Mandarin Pinyin to Chinese characters:

>>> to_hanzi(params, 'Qǐng jì gěi wǒ yī zhāng shōudào cǐ kuǎn de shōujù. Xièxie!', accurate_mode=True, simplified_chinese=True, detail=False, path_num=1)
['请寄给我一张收到此款的收据。谢谢!']

Cantonese Jyutping to Chinese characters:

>>> to_hanzi(params2, 'nei5 zi1 m4 zi1 jau4-seoi2-ci4 hai2 bin1-dou6 aa3?', accurate_mode=True, simplified_chinese=False, detail=False, path_num=1)
['你知唔知游水池喺邊度啊?']

Chinese Characters to Phonetic Representations (Now Supports Mandarin Only):

from Hanzi2Phonetics import to_pinyin
>>> to_pinyin('水果、蔬菜是老百姓生活必需品,新春佳节日益临近,市场供应和价格情况怎样呢?')
'Shuǐguǒ, shūcài shì lǎobǎixìng shēnghuó bìxūpǐn, xīnchūn jiājié rìyì línjìn, shìchǎng gòngyìng hé jiàgé qíngkuàng zěnyàng ne?'
>>> to_pinyin('我们在野生动物园玩儿。

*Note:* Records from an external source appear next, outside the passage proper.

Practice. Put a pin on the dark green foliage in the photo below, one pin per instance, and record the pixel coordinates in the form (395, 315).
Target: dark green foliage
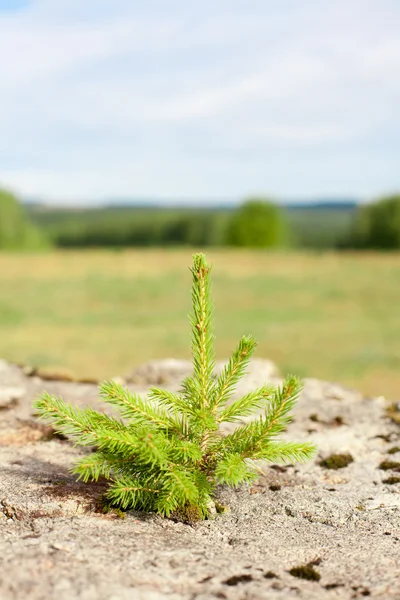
(132, 226)
(15, 230)
(336, 461)
(166, 453)
(257, 224)
(377, 225)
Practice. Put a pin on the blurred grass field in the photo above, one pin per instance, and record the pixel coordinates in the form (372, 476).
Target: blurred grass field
(101, 313)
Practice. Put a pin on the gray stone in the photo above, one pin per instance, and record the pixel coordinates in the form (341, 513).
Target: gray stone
(56, 542)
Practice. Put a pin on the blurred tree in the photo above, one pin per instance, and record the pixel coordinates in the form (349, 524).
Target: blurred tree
(257, 223)
(377, 225)
(15, 230)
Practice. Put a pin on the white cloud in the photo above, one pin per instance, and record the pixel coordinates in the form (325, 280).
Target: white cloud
(108, 98)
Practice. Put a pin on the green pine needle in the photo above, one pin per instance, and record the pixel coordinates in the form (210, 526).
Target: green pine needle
(167, 453)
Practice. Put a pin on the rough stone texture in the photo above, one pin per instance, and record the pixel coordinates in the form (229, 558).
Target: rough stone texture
(56, 543)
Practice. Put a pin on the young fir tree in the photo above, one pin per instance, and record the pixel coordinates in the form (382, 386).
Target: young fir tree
(167, 453)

')
'Wǒmen zài yěshēng dòngwùyuán wánr.'

Issues

The program consumes too much time and memory when loading a model for the first time. (It takes minutes to load a full 2nd-order HMM model, and you may run out of memory even with 32 GB memory). Loading a full, cached model would only take a few seconds, and would take no more than 8 GB memory. A simple model with transition between characters only (similar to input methods) would only take ~100 MB memory.

Future Plans

  1. Train models for Southern Min (Hokkien).
  2. Collect more data for Wu, Hakka, and Eastern Min.
  3. Refactor training codes so that users can train their own romanization schemes with a configuration file
  4. Refactor Hanzi2Phonetics so that users can provide their own tokenization and romanization functionalities with an interface.
  5. Allowing users to customize transliteration styles for the same dialect without training a new model (e.g. supporting Bopomofo, Wade-Giles, Gwoyeu Romatzyh, etc. for Mandarin).
  6. Finding more ways to optimize the database and reduce memory usage.

Acknowledgements

The conversion tool draws inspiration from Chinese input method engines and reused some codes from Pinyin2Hanzi and python-pinyin.